The tendency has been to hand code small data import jobs in Java or python based on the skillsets available and use ETL/ELT platforms (Tibco, Informatica, Matillion etc) for larger workflows. In Java, the Spring framework via Spring batch enables the development of robust data processing jobs. When you code in Java or python, the varied data formats force different programming semantics and libraries to be used. Databases require JDBC API while JSON api exist for managing JSON data, etc. The coding approach will differ for each data format.
On the other hand, apache spark data processing is centered around Dataframe construct. Spark translates all incoming data formats into a Dataframe object. View this as a typical table (rows x named columns). You can then perform transformations, validations and joins to merge additional data. You can split the data into partitions and have these processed in parallel across the Spark executor nodes. All of these can be done using a high-level API on the Dataframe object.

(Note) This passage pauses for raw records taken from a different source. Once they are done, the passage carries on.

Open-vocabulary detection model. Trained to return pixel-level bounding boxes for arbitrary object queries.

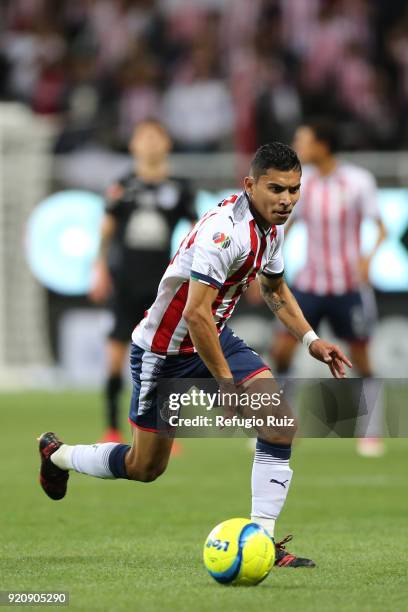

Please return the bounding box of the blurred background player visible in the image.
[272,118,385,455]
[90,119,195,442]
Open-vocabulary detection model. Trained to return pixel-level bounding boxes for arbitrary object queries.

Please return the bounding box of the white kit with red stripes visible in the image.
[132,192,284,355]
[292,164,380,295]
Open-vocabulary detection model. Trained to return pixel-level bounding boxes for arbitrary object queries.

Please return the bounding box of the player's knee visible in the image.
[257,415,298,444]
[127,463,167,482]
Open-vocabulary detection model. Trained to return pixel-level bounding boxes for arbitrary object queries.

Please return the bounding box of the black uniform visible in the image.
[105,172,196,342]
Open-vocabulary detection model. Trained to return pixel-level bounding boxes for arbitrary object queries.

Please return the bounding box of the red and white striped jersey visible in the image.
[132,193,284,355]
[292,164,380,295]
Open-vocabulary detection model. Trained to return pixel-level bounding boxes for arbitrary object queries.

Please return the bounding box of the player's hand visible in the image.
[309,339,353,378]
[359,257,371,284]
[89,261,112,304]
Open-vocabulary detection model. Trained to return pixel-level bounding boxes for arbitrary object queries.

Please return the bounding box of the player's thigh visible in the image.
[222,332,296,444]
[126,427,173,482]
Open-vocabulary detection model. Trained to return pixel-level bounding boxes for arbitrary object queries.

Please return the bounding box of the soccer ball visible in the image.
[203,518,275,586]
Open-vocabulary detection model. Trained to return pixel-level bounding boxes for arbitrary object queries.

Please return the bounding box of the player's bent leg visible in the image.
[39,428,173,500]
[237,370,315,567]
[125,427,173,482]
[242,370,297,445]
[101,338,129,442]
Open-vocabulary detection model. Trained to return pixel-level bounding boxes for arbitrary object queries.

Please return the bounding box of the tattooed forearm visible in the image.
[260,279,310,340]
[261,285,287,314]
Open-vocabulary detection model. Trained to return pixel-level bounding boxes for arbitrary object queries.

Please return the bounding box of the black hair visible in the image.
[302,117,340,153]
[251,141,302,181]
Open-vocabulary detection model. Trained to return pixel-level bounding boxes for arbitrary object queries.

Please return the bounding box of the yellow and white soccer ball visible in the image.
[203,518,275,586]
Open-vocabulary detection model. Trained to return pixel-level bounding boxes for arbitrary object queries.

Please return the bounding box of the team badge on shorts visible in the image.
[213,232,231,249]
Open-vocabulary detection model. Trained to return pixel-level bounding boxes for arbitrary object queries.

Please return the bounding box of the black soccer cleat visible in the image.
[275,535,316,567]
[38,431,69,500]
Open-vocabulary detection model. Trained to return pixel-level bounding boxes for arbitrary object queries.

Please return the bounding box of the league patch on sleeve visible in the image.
[213,232,231,249]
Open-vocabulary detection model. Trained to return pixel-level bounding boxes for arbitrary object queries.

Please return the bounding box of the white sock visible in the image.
[251,447,293,537]
[51,442,117,478]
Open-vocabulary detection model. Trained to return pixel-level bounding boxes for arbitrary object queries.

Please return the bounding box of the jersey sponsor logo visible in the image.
[213,232,231,249]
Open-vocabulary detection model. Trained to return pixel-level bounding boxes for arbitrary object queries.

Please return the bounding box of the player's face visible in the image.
[245,168,302,225]
[293,126,322,164]
[129,123,171,162]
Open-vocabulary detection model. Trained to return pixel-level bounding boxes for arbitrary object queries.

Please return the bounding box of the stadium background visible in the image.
[0,0,408,387]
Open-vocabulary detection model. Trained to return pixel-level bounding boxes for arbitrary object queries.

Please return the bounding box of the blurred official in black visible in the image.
[89,119,195,442]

Each transformation on a dataframe does not modify the existing dataframe but creates a new dataframe incorporating the changes — this approach enables the Spark engine to retry failed operations transparently, since it maintains a directed acyclic graph (DAG) of the changes and can rerun any failed operation as required.

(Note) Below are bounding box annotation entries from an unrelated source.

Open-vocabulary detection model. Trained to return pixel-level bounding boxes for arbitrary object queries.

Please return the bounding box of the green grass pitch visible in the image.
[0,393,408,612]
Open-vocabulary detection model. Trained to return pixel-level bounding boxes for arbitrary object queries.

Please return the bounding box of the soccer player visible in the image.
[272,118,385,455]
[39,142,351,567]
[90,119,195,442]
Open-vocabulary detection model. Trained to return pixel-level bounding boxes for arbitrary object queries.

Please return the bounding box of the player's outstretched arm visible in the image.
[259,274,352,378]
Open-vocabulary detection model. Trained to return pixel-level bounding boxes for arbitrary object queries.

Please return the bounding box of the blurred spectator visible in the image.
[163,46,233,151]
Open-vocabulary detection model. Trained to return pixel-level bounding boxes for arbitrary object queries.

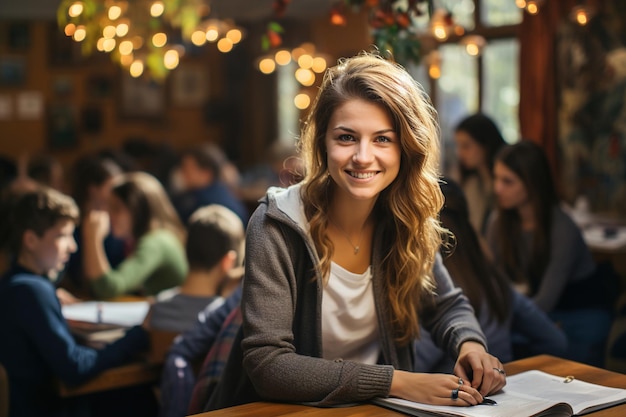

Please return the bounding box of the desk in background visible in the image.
[189,355,626,417]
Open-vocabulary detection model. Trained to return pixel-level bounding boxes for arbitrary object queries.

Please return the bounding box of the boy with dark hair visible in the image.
[150,204,245,332]
[0,187,154,417]
[172,145,249,225]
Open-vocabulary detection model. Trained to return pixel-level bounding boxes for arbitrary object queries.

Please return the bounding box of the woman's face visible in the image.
[493,161,528,210]
[109,194,133,239]
[454,130,487,169]
[326,99,400,200]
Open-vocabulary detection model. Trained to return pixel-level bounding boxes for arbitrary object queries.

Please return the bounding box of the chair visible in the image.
[0,363,9,417]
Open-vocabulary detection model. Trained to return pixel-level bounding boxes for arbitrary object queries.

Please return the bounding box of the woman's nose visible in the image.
[352,140,374,164]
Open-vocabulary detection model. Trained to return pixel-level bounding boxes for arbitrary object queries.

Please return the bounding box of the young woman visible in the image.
[415,179,567,372]
[82,172,188,298]
[61,155,126,294]
[454,113,506,235]
[208,54,505,408]
[487,140,610,365]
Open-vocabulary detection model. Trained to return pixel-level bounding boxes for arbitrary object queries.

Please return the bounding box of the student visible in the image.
[60,155,126,294]
[202,53,506,409]
[487,140,611,366]
[0,187,149,417]
[159,285,242,417]
[82,172,187,298]
[150,204,244,333]
[454,113,506,235]
[415,179,567,372]
[172,145,248,225]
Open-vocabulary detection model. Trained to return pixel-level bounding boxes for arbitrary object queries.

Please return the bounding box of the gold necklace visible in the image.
[328,217,363,255]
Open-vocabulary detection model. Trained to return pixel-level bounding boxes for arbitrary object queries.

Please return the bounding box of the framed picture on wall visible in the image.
[0,56,26,87]
[48,102,78,149]
[119,72,166,119]
[171,65,209,107]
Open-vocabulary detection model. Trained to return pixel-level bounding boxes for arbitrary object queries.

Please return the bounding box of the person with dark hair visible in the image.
[415,179,567,372]
[202,53,506,409]
[150,204,245,333]
[454,113,506,235]
[82,172,188,298]
[0,187,155,417]
[61,155,126,294]
[487,140,612,366]
[172,144,249,226]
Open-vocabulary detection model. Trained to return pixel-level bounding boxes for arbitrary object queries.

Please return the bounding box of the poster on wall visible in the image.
[17,91,44,120]
[120,72,166,120]
[48,103,78,149]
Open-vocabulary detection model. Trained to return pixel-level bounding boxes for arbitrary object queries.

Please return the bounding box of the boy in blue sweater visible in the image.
[0,187,154,417]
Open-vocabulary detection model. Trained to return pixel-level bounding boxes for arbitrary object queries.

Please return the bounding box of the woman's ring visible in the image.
[450,388,459,401]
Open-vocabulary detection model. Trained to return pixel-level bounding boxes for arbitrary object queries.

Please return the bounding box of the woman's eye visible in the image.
[337,134,354,142]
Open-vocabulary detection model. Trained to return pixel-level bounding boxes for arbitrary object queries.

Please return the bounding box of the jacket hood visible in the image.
[267,184,309,236]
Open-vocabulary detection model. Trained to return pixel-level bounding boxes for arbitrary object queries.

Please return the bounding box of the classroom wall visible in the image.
[0,13,369,171]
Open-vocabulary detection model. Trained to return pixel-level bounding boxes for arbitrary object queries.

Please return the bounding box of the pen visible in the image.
[478,398,498,405]
[96,303,102,323]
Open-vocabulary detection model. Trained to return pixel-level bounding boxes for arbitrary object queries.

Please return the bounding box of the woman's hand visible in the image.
[56,288,82,305]
[454,342,506,396]
[82,210,110,242]
[389,371,483,406]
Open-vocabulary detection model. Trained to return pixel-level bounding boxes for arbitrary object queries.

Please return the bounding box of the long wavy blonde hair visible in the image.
[299,53,443,344]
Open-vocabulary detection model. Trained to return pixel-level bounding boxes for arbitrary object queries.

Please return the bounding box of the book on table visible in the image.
[62,301,150,347]
[374,370,626,417]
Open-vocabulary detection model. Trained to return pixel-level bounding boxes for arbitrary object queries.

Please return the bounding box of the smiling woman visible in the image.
[202,53,505,409]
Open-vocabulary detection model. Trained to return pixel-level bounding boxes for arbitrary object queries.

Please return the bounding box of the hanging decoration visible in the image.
[57,0,243,81]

If you’re a SQL expert, you alias the dataframe as a View and apply all the above via SQL. Finally, you write this dataframe to your Sink and complete your ETL processing!

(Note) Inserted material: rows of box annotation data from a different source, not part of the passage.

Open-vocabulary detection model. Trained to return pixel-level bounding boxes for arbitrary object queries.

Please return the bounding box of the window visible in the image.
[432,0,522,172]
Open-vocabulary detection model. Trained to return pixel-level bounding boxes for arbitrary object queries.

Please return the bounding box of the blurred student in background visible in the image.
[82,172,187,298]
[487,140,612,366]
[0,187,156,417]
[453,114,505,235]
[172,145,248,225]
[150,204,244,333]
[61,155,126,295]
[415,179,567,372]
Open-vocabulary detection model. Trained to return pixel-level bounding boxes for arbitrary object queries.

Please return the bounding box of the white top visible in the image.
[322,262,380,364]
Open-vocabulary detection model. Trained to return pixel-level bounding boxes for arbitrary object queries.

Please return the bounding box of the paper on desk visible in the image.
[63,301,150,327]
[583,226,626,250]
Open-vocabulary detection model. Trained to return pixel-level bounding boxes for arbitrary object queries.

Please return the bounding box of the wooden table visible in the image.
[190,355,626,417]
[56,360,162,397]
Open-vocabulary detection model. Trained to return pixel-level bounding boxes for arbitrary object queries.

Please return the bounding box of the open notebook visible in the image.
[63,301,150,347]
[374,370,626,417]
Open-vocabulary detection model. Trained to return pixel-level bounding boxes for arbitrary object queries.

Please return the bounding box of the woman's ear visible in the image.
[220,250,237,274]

Spark compiles your actions on the dataframe into an optimized physical execution plan, and via the step called “Whole stage codegen” generates java bytecode, that is executed across the executor nodes in the cluster. It only builds the plan when you perform a collecting step, e.g., save the dataframe to a file in parquet format or save into a table via JDBC. This allows Spark to analyze the data processing steps stored as a DAG and come up with the optimal execution plan.
As part of this physical execution plan, Spark attempts to push down filters (typically) into the data Source read operation. For example, using specific partitions against a parquet data source or using the ‘where’ clause in a ‘Select’ fired against a JDBC data source.
As you can see, the pros are indeed many. Now, let’s look at the cons:
1) Spark only supports inserts
It now supports Hive updates/deletes via Hive transactions but not for other JDBC data sources. But you’ll anyway code the individual upserts in your java/python programs via the batching mechanism available — jdbc batch updates is an example. This part doesn’t change. What changes is that you can now handle the Extract and Transform in Spark and utilize all its robust API/SQL functionality to vastly simplify these steps using the single data model called the dataframe.
2) Watch out for the shuffles!
The biggest performance impact in Spark programs is when Spark needs to send data to other nodes to complete aggregation steps, e.g., group by or sort, or to re-partition the data to effectively utilize the cluster.
The main benefit of spark is the ability to split the entire dataset into partitions and process them in parallel across the cluster. If the partitions keys are explicitly set “correctly” then you can either eliminate shuffles completely or reduce them to a vast extent. If you don’t, then Spark needs to ensure that all the data for the aggregation keys reside on the same partition in a node. Shuffling could also happen when data has to spread uniformly across the cluster.
But just as we would “Explain” SQL queries to figure out if indexes are missing or the query needs to be restructured, you can analyze the job execution steps in Spark and then figure out what needs to be tweaked to reduce the shuffle.
I think the pluses outweigh the minuses when it comes to Spark. Given the data processing requirements most firms have in their work pipeline, it does make sense to invest in a Spark Cluster.
To be continued…
In Part II of this article, I’ll walk you through how Spark can be setup quickly as a multi node cluster on your PC. This should enable you to run some samples and view the job execution in Spark’s history server dashboard. Stay tuned for a hands-on perspective of Spark so that you can evaluate it for your next Data processing requirement.
As a final note, typically a distributed file system is also setup for the unified file access across all nodes of the Spark cluster. The most common solution is Apache HDFS, but nowadays, you also have S3 solutions available.